There isn’t any nice way to say this, so I figured I might as well just come out and get it over with: Godzilla is terrible. Not worse than the 1998 version, mind you, but not at all worth watching for anyone who isn’t one of the biggest fans of the titular giant monster. If you aren’t, you’ll find better spectacle or disaster movies elsewhere. Some of the direct-to-DVD Asylum movies are going to be more fun than watching this, and some of them feature more monster-fighting-monster warfare, too.
After a dumping of back story involving a scientist (Bryan Cranston) losing his wife after not-earthquakes destroy the power plant at which he worked, we fast forward to present day when his son, Ford (Aaron Taylor-Johnson), is in the Navy and is married to Elle (Elizabeth Olsen). They have a son. Cranston’s character is still trying to get to the bottom of what killed his wife, and is getting the same sort of readings he got 15 years earlier. And then, boom, giant monster! A MUTO, which is short for “Massive Unidentified Terrestrial Organism,” has been kept hidden by a secret organization all this time, and now it’s hatched and is going to destroy the world.
Oh, right, and another, much larger, one appears shortly after, and the two head to San Francisco in order to mate. Why San Francisco? Because that’s where Ford and his wife live. The only reason that Ford and his wife matter at all is because Ford’s father kind of, sort of, knew that random earthquakes didn’t happen fifteen years earlier.

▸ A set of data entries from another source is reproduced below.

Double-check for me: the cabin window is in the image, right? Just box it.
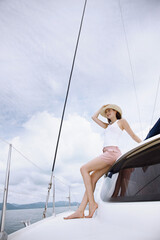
[101,145,160,202]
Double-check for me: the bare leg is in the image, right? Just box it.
[64,167,109,219]
[81,157,112,218]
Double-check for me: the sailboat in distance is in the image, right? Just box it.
[0,0,160,240]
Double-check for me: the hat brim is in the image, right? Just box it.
[100,104,122,118]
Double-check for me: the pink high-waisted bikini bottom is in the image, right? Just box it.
[99,146,122,165]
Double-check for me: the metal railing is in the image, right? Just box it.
[0,139,71,240]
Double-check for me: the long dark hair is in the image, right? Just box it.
[107,109,122,124]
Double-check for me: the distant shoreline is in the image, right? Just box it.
[0,201,79,210]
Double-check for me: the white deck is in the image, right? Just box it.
[8,201,160,240]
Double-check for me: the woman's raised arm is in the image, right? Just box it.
[120,119,142,143]
[92,105,108,128]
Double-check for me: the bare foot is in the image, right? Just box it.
[86,202,98,218]
[64,210,84,220]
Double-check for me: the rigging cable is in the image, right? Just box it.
[43,0,87,218]
[150,76,160,129]
[118,0,143,139]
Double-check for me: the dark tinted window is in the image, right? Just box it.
[101,142,160,202]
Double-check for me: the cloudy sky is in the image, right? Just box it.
[0,0,160,206]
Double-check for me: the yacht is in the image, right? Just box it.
[3,134,160,240]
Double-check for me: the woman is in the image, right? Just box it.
[64,104,141,219]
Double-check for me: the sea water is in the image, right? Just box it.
[0,206,77,234]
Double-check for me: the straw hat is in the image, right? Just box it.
[100,104,122,117]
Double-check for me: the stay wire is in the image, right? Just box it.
[118,0,143,138]
[150,76,160,129]
[52,0,87,172]
[43,0,87,218]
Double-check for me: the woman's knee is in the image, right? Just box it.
[80,165,87,174]
[91,172,98,185]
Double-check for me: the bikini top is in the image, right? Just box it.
[104,120,123,147]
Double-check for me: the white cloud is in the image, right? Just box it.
[1,112,102,201]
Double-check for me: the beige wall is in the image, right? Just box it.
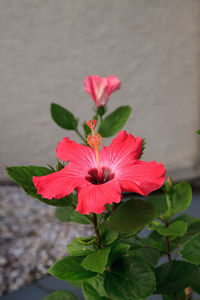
[0,0,200,180]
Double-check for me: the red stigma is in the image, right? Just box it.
[85,120,97,130]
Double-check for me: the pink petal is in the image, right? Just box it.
[33,163,84,199]
[106,75,121,95]
[76,180,121,214]
[100,130,142,171]
[56,137,97,170]
[118,160,166,196]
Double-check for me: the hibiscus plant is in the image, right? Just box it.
[7,75,200,300]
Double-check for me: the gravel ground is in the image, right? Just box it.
[0,186,92,295]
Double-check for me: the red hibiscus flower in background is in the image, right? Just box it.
[84,75,121,107]
[33,127,166,214]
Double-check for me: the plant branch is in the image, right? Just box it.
[92,213,102,248]
[75,128,87,144]
[165,222,178,300]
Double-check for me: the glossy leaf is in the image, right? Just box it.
[147,194,168,218]
[103,199,155,234]
[43,290,78,300]
[6,166,75,206]
[98,106,131,137]
[51,103,78,130]
[171,181,192,214]
[104,256,156,300]
[67,237,96,256]
[55,206,74,222]
[81,248,110,274]
[155,260,200,294]
[108,243,130,266]
[71,211,92,225]
[181,233,200,265]
[48,256,96,281]
[149,221,188,237]
[82,276,108,300]
[128,247,161,268]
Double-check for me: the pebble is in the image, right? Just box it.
[0,186,93,295]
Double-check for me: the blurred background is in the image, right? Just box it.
[0,0,200,299]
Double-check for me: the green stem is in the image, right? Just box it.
[75,128,87,144]
[165,222,178,300]
[92,213,103,249]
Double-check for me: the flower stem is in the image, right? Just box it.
[165,222,178,300]
[75,128,87,145]
[92,213,102,248]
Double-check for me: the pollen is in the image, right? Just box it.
[87,132,103,149]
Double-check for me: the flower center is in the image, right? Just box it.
[86,120,103,181]
[85,167,115,185]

Are you wanting to know about Godzilla? Well, he shows up to fight with the two MUTOs. Why? A doctor (Ken Watanabe) explains that Godzilla exists to ensure that balance in the world is maintained. Watanabe is joined by Sally Hawkins, although they exist solely to deliver exposition. Actually, most of the characters exist to deliver exposition or to create “drama,” even though most of them are ultimately irrelevant and they don’t even help sell how scary and/or impressive the giant monsters are. They distract from the main attraction; they’re exactly like the human characters in the Transformers series.

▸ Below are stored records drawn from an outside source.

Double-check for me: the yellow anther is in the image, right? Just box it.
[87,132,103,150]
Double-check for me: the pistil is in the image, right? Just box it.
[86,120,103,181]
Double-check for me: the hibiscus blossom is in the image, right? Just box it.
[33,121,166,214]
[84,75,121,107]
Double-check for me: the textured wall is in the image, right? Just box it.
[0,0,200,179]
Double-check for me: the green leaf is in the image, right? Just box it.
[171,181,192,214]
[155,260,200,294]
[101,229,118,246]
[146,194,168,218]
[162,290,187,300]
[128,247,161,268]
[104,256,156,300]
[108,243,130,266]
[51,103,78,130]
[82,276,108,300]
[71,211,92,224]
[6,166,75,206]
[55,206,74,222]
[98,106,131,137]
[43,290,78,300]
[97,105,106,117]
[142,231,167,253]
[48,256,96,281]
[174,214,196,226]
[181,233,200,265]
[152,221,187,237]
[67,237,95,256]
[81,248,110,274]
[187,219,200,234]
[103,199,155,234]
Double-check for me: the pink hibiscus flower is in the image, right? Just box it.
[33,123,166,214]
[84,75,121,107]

Actually, Godzilla is worse than most of the Transformers films. The reason for this? At least when you’re getting Transformer scenes in Transformers, you get to see them do Transformer things. In this film, all you get to see are the monsters stumbling around into buildings and occasionally fighting one another. We cut away from most of the fight scenes, though, so that we can focus on meaningless humans doing nothing of consequence.
Godzilla is the Transformers of monster movies.
The human characters don’t do anything for the film, save for trying to explain it to the audience. They’re robots incapable of having a personality or genuine emotion. The idea is that we’re supposed to care about their plight, but we’re given no reason to do so. And since we don’t even get to see much of the titular monster or his foes, either. We spend most of the time traveling, slowly, to San Francisco, so that the final showdown can occur.
I ask, then, what exactly is there to see? The large-scale destruction is nothing we haven’t seen before, there isn’t much to the fight scenes, the few times it wants to thrill us comes across as artificial—random smoke appears to “hide” a 350-foot creature just so it can appear at the most opportune moment—and the special effects aren’t even that good. There isn’t a moment in this film when the monsters don’t look like CGI constructions. You can’t even get engaged in the spectacle. A man in a suit in 1954 looked less fake than this.
The film is uneven. It’s serious for the vast majority of its running time, but then out of nowhere it goes for an awkward laugh. It’s very awkward and takes you further out of the experience. It also struggles to balance its human drama—I call it that even though it fails at every moment it has humans in the picture—with its action. Maybe that wouldn’t be so much of a problem if any of the action or human scenes were good, but that’s not the case. It’s all boring. It’s all uninteresting. It’s all terrible.
Even normally good actors are awful in Godzilla. Aaron Taylor-Johnson beefs up for his role, but he is completely disengaged from the material. Ken Watanabe and Sally Hawkins do little but look mildly concerned at the film’s events and try to explain them. Elizabeth Olsen does nothing. Bryan Cranston and Juliette Binoche are barely in the film. David Strathairn is another victim of being given a tiny and insignificant role. The characters are atrocious to begin with, but the actors do nothing to help.
Godzilla is a really bad movie. It doesn’t work on any level whatsoever and is incredibly boring from start to finish. Its titular monster doesn’t get to do anything of interest, its human characters are given far more focus than they should—and are poorly characterized and do not deserve that amount of time—and even the spectacle of seeing the giant monsters on-screen doesn’t work thanks to lackluster special effects and a deliberate decision to not concentrate on them. Godzilla is the Transformers of monster movies.
Conclusion: Godzilla is a boring monster movie—the worst kind of monster movie.
Recommendation: There’s little reason to watch Godzilla.